The online bachelor’s degree in creative leadership included skills and tools Welker was able to integrate into her daily work. “There were many opportunities for me to simultaneously work on a course that translated directly to my work in evaluation,” she explains. She was able to bring real world experience and knowledge to the classroom. “As an adult learner, we experience college life with so much more than we did as a young adult. We have a very different lens and have immediate opportunities to put our learning into action at the workplace.”
“Mary is an insatiable learner,” says Scott Shablak, research professor and director of the Office of Professional Research and Development in the School of Education where Welker works. “She has a deep interest in education. She scours journals, seeks out experts and looks to increase her skills.” Shablak says that Welker’s greatest assets are her personal skills and strength of character. “She is one of those who has identified her core values and does her best to live a life reflective of those values and standards—at work and at home.”

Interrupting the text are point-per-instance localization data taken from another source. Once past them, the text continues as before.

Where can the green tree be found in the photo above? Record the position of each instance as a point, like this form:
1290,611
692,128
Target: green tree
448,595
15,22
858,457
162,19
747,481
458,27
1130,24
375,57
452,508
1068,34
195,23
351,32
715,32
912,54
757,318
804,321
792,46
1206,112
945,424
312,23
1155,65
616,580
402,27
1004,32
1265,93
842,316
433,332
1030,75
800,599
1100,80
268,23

Welker’s daughters watched as she juggled multiple tasks and difficulties with elegance and patience at home. Bridget Welker Moore said it was wonderful watching her mom channel her strength and tenacity toward earning her degree. “I hope she is able to see herself as we see her—as a strong, resilient, intelligent and kind-hearted person.”
An Orange Family
When the Welker women were asked what it means to “be Orange,” they had different definitions—but all of them reflect the ideals they were raised by. “Being Orange means being part of something bigger than myself; to contribute to my community in a direct and positive way,” says Bridget.
“Being Orange means being proud of who you are and where you’ve come from,” adds Abbey. “It’s about being part of a community of hard-working people who aren’t afraid to be who they are.”
According to the Welker women, their mom epitomizes that philosophy. And Mary Welker is not finished learning, as she plans to pursue a master’s degree. “I’m still researching possibilities. There are so many areas that I’m interested in that would complement my creative leadership degree,” she says.
As a mom, Welker is extremely proud of her daughters and their accomplishments. She’s looking forward to the birth of her first grandchild in September and watching her daughters as they navigate the paths they have chosen. But one of her proudest accomplishments is not giving up on herself. “Syracuse University has helped me and my family in so many ways. I’m so appreciative of all the experiences I’ve had.”
“This story only exposes the tip of the iceberg on the amazing human being mom is,” says Bridget. “She has lived multiple lifetimes in her short time on this planet and has done it with grace and an amazing sense of humor.”